In 2018, a rusty lump of more than 400 fragments of iron was discovered in Germany at Kalkriese, the site of the Varus Battle, where a catastrophic defeat was inflicted on Rome in AD 9 (see CWA 104). In the five years that have passed since this material was found, it has been painstakingly restored at the Kalkriese Museum. The result is a nearly complete set of lorica segmentata, a type of Roman armour made of strips of sheet metal and closely associated with legionary soldiers. It comprises 30 plates, with brass edges and tin- and silver-foiled embellishments.
The Kalkriese cuirass was made in the early stages of the production of this type of armour, and was manufactured more elaborately than its successors. Over time, Roman smiths reduced the amount of material and time needed to create the armour. But they also improved its handling and protective function. The various repairs and adaptations seen on the Kalkriese cuirass reveal some of the technical weaknesses present in early examples of this style of armour.

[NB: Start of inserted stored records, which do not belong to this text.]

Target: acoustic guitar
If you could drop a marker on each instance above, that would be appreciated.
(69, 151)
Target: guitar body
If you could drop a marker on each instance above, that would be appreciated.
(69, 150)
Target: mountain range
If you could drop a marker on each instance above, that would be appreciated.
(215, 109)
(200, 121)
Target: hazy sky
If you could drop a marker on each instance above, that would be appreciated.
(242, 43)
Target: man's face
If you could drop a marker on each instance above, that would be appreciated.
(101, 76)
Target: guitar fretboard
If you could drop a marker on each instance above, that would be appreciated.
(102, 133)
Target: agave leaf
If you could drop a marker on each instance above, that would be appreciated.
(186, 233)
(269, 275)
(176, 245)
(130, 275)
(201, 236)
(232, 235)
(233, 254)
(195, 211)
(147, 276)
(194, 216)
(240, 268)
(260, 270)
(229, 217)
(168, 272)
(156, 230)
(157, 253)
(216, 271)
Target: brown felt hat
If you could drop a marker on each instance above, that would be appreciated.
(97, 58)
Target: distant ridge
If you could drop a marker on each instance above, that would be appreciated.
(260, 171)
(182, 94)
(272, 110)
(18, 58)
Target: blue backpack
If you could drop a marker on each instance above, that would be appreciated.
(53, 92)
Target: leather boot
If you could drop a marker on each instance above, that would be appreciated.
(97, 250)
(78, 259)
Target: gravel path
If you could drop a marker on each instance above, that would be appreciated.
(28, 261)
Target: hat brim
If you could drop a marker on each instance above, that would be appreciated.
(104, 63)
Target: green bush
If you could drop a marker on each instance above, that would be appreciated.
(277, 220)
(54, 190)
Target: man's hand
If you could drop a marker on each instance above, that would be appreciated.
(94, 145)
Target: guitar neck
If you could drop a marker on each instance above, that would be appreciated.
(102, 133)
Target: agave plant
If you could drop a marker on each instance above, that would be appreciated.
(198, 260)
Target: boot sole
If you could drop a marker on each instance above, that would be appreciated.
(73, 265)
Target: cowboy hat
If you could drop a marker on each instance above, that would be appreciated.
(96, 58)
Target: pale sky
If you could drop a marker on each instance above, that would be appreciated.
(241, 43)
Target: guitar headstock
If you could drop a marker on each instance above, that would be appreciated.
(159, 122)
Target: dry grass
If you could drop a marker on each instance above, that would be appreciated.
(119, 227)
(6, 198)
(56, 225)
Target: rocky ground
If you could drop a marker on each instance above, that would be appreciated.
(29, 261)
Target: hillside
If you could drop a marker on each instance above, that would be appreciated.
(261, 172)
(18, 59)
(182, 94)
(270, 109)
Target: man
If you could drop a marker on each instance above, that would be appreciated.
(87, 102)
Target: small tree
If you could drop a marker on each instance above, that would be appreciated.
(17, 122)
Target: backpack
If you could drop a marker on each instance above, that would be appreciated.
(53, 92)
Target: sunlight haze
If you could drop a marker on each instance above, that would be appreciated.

What is most astonishing about this find, however, is that it was made at all. Previously, no complete or nearly complete set of lorica segmentata has ever been discovered, which has always been a great mystery to researchers. Kalkriese was not expected to be any different. After all, the victors had systematically looted the battlefield and taken everything of value. Why did this cuirass remain? The explanation could lie in a Roman neck cuff found at the neckline of the armour. Was it worn by a Roman legionary exhibited after the battle as part of a triumph ritual, whose remains thus became untouchable, along with his armour? Further research should bring clarification.
The restored cuirass has now been placed on display for the first time in a new exhibition at Kalkriese Museum, Cold Case: Tod eines Legionärs (‘Death of a Legionary’).